Microsoft’s plan to build regional datacenter will boost New Zealand’s digital economy, says GlobalData

Being one of the few countries to fight off the COVID-19 pandemic successfully, New Zealand remains an attractive market for datacenter investments in Asia-Pacific, and the recent announcement by Microsoft around its plans to build a regional datacenter underpins the country’s emerging digital potential, says GlobalData, a leading data and analytics company.

By establishing its first hyper-scale facility in New Zealand with an investment of US$50-60m (NZ$80-100m), Microsoft plans to bring its cloud services to the local market. This is important for businesses and government sectors, which require high performance and data sovereignty. Microsoft aims to expand its datacenter footprint to 60 regions.

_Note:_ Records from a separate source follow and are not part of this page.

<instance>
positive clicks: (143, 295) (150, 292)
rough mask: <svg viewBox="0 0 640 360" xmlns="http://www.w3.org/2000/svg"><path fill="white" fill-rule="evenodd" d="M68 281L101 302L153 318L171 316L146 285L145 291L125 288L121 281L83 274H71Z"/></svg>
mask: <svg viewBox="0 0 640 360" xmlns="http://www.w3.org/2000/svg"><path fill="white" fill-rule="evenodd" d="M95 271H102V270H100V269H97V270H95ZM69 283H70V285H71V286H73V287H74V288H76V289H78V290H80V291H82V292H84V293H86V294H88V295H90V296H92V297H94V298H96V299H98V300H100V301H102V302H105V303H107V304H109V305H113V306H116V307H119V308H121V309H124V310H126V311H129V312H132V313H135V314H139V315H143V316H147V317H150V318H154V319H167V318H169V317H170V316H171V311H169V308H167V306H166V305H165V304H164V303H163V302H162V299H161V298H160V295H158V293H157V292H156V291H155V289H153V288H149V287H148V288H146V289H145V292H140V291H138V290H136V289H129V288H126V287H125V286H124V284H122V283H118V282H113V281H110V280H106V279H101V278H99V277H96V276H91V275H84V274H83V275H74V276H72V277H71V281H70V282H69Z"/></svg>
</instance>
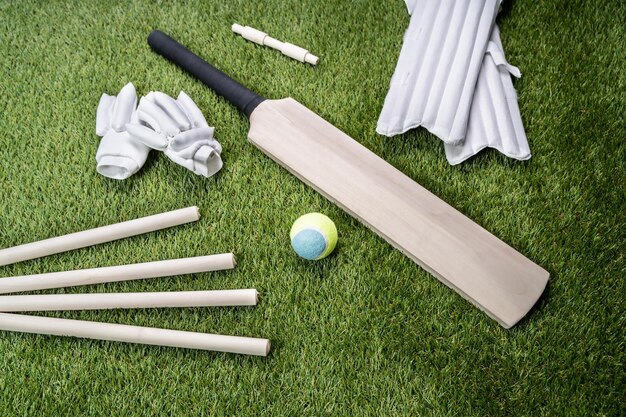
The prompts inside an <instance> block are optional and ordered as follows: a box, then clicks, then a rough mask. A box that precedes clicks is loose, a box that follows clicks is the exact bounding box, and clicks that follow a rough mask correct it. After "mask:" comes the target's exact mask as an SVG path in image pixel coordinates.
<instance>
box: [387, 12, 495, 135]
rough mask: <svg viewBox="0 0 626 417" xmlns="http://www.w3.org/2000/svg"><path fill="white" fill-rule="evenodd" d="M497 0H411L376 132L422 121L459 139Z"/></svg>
mask: <svg viewBox="0 0 626 417" xmlns="http://www.w3.org/2000/svg"><path fill="white" fill-rule="evenodd" d="M499 6H500V0H412V1H410V2H408V3H407V7H408V8H409V9H410V10H412V11H413V13H412V17H411V22H410V24H409V28H408V30H407V32H406V33H405V36H404V44H403V45H402V50H401V52H400V58H399V60H398V64H397V66H396V70H395V73H394V75H393V77H392V79H391V86H390V89H389V92H388V93H387V97H386V98H385V104H384V106H383V109H382V112H381V115H380V118H379V120H378V125H377V129H376V131H377V132H378V133H380V134H382V135H386V136H393V135H397V134H400V133H404V132H406V131H407V130H410V129H413V128H415V127H418V126H424V127H425V128H427V129H428V130H429V131H431V132H432V133H433V134H435V135H437V136H438V137H439V138H441V139H442V140H443V141H444V142H445V143H449V144H458V143H460V142H462V141H463V140H464V139H465V136H466V132H467V124H468V120H469V114H470V109H471V105H472V100H473V97H474V90H475V87H476V82H477V80H478V75H479V73H480V68H481V65H482V61H483V57H484V54H485V51H486V50H487V44H488V42H489V37H490V35H491V31H492V28H493V26H494V22H495V18H496V15H497V13H498V8H499Z"/></svg>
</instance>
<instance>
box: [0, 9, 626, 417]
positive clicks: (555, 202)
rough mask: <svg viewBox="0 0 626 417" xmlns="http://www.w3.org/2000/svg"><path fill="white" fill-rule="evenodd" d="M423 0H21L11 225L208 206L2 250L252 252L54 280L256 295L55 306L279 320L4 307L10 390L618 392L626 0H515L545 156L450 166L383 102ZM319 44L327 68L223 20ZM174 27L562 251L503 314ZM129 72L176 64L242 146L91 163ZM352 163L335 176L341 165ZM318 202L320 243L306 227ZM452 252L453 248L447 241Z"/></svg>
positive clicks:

Saurabh Daga, Technology Analyst at GlobalData, says: “Microsoft’s datacenter investment in New Zealand comes against the backdrop of fast paced digital transformation efforts currently being seen, not just in the country but across the globe as the pandemic compels enterprises to make rapid transition to cloud with operations now spread out and run from remote locations.”

Microsoft’s planned datacenter will also accelerate digital transformation in the country by enabling its public and private sector entities, large enterprises and even small and medium businesses to access enterprise-grade cloud services, including Microsoft Azure, Microsoft 365, Dynamics 365, and Power Platform, and meet their data hosting, security and compliance requirements.

Daga adds: “By enabling seamless access to enterprise-grade public cloud services the proposed data center investment by Microsoft will empower business enterprises and other organizations in the country to build their digital capabilities and most importantly ensure that their critical and sensitive data is stored locally.”

Microsoft’s foray into New Zealand’s datacenter landscape is also expected to increase competition in the market, which until now has been largely led by local datacenter operators. Datacom, for example, had even invested about US$30m (NZ$52m) for upgrading its four datacenters last year.

Daga concludes: “Once completed, Microsoft’s datacenter project in New Zealand will be the first major local datacenter operator from an international player, since IBM opened its datacenter in Auckland’s East Tamaki back in 2013. While that may be of concern to the incumbents, the benefits of multi-million investments prove to be a major boost to the country’s digital economy.”